Beim Kauf sollten aber genau die Gebühren verglichen werden. Hier gibt es teilweise große Preisunterschiede. Bei Silbermünzen ein interessanter Aspekt: Vom nächsten Jahr an wird die Umsatzsteuer von sieben auf 19 Prozent erhöht. Münzen kann man inzwischen in allen Varianten im Internet kaufen - auch im T-Online-Goldshop.

Versicherungen derzeit unattraktiv

Eine große Auswahl an monetären Geschenken bieten auch die Versicherer. Dazu gehören Kapitalversicherungen in Form einer Ausbildungsversicherung. "Im derzeitigen Zinsumfeld von negativen Realzinsen ist dies aus Renditegesichtspunkten unattraktiv", erklärt Fischl. Wenn es aber doch sein muss, sollte das Kind als Versicherungsnehmer ausgewiesen sein.

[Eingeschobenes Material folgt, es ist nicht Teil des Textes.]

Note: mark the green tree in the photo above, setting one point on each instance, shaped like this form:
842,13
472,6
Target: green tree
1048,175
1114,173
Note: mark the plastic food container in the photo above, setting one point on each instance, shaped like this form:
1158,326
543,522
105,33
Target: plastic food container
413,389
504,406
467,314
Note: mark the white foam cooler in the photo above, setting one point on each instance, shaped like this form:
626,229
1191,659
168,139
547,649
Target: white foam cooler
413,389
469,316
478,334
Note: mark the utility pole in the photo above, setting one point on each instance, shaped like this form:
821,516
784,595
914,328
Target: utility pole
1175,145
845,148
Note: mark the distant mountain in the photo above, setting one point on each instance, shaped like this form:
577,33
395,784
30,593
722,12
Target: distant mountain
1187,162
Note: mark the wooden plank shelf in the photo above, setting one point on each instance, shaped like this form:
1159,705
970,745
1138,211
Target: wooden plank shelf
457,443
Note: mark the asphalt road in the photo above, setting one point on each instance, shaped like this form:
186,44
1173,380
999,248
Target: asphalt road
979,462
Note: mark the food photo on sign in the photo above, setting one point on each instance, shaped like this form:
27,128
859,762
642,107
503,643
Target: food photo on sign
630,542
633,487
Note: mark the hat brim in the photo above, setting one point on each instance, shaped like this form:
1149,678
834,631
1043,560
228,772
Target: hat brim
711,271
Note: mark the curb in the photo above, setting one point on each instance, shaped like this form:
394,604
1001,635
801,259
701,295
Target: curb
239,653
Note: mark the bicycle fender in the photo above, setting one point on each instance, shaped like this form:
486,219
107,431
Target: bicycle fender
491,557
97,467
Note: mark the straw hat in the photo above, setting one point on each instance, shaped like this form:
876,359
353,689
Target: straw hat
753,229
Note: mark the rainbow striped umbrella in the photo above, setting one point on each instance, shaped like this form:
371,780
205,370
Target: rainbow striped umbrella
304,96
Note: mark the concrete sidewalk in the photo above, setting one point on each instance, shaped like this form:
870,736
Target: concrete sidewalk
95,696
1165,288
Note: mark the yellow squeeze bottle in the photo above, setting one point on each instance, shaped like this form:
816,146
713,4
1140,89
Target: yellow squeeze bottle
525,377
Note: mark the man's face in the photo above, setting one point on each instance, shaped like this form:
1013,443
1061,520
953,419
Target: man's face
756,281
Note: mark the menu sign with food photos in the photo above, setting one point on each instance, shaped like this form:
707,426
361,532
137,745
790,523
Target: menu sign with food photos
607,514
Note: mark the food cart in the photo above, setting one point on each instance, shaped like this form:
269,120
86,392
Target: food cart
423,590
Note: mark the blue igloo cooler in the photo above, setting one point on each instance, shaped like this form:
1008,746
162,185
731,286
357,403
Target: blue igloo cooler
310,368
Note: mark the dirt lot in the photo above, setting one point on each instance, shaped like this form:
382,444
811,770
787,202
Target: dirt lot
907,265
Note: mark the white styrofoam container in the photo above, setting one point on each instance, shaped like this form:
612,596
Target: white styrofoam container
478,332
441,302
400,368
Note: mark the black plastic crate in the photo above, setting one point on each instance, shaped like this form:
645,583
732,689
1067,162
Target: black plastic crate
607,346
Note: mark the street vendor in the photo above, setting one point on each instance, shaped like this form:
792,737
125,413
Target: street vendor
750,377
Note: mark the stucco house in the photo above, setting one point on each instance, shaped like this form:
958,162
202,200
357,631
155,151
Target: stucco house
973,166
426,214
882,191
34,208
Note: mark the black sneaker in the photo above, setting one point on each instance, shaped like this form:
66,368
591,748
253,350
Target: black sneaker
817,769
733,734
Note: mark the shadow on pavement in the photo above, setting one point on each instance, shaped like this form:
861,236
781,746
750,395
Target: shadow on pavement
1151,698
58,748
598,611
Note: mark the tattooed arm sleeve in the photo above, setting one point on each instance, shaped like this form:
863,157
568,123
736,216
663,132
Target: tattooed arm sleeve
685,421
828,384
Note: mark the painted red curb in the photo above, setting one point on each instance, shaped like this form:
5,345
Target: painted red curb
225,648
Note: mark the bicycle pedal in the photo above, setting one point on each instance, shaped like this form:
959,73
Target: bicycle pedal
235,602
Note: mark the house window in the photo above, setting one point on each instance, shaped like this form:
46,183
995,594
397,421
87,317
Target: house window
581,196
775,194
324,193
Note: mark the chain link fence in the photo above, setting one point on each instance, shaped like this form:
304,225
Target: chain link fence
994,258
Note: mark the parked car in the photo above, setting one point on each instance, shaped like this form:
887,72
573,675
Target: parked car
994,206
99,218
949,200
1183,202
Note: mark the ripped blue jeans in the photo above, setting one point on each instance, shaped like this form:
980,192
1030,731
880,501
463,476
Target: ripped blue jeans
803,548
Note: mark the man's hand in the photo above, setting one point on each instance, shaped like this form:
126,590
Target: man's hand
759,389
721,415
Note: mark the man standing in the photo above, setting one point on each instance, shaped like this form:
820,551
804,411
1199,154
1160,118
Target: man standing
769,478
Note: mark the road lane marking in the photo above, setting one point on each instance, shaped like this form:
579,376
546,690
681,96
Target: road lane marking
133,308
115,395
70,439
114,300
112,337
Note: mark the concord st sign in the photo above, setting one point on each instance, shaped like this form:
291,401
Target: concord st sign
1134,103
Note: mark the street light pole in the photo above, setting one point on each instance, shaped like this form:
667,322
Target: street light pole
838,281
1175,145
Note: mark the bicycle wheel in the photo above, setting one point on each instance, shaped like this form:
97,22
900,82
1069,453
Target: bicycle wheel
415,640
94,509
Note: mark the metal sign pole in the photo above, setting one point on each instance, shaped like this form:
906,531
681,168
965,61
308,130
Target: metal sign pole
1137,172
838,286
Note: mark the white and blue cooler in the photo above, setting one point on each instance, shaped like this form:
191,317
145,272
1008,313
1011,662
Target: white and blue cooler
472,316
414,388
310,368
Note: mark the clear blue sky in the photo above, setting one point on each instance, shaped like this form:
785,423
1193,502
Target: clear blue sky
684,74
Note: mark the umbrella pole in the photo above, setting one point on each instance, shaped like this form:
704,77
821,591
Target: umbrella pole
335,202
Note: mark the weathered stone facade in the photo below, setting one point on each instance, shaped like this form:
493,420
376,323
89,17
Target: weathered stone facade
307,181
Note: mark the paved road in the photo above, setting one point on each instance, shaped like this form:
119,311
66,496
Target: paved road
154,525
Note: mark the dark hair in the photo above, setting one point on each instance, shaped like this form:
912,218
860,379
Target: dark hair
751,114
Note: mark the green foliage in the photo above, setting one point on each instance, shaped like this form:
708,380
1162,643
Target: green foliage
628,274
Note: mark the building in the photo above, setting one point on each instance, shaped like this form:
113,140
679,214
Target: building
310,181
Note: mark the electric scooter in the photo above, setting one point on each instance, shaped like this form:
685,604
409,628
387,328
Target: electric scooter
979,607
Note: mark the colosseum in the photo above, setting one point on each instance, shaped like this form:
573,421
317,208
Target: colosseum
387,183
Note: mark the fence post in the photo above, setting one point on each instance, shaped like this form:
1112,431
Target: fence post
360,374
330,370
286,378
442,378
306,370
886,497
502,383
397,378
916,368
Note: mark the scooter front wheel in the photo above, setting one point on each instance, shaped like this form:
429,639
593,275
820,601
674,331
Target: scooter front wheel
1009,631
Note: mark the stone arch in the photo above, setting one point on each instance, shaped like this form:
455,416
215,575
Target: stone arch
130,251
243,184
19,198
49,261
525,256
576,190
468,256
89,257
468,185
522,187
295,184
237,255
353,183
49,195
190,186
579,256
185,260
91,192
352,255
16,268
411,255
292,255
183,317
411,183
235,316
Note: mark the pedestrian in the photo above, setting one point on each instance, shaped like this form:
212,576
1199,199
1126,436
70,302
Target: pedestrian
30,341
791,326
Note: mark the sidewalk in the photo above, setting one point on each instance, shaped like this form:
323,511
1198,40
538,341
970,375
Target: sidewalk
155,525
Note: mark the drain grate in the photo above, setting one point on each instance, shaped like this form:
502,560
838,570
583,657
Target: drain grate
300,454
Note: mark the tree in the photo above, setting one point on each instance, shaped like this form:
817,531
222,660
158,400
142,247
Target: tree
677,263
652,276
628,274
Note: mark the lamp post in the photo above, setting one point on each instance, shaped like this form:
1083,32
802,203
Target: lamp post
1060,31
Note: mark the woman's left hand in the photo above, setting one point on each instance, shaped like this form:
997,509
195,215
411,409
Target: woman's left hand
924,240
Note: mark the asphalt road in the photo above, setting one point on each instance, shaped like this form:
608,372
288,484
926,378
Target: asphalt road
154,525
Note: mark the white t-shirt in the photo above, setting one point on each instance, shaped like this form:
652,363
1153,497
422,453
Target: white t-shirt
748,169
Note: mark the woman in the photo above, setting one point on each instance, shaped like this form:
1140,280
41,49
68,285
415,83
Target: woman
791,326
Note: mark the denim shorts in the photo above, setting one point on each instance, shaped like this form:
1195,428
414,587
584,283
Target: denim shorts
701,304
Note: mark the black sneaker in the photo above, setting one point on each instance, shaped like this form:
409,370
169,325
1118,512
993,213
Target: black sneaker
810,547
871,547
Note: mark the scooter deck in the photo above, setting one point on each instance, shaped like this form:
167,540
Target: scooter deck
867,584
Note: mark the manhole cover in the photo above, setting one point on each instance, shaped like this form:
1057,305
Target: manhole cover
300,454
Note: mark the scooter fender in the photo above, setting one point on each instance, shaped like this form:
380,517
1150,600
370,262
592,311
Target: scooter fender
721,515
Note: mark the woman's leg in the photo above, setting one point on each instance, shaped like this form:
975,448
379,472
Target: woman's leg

Auch ein Zuschuss für eine Risikoversicherung kann sinnvoll sein. "Da die Kinder den Vertrag mit unterzeichnen müssen, sollten Eltern oder Großeltern zuerst einen 'Kostenübernahme-Gutschein' unter den Tannenbaum legen", empfiehlt Fischl.

Exotisch und riskant

Neben den gängigen Geldgeschenken gibt es einige eher exotische Ideen: Dazu gehören der Kauf von Aktien als physische Stücke, also in Form von Tafelgeschäften (nähere Information unter valueblog.de/archive/68). Dabei lassen sich noch heute Urkunden mit schönen Motiven finden. Börse wird so anfassbar. Die Urkunden sind als Wandschmuck ein echter Hingucker. Allerdings sind Tafelgeschäfte im Zeitalter des Online-Banking aus der Mode gekommen und gelten als umständlich. Zudem sind sie als Anlageobjekt hoch spekulativ.

Gleiches gilt für unternehmerische Beteiligungen: Im Gegensatz zu den Schiffsmärkten gibt es hier Erträge zwischen 3,2 und 5,0 Prozent pro Jahr über drei bis fünf Jahre zu erzielen. Dabei handelt es sich aber um Anlagen mit hohen Risiken, weswegen Experten davon eher abraten.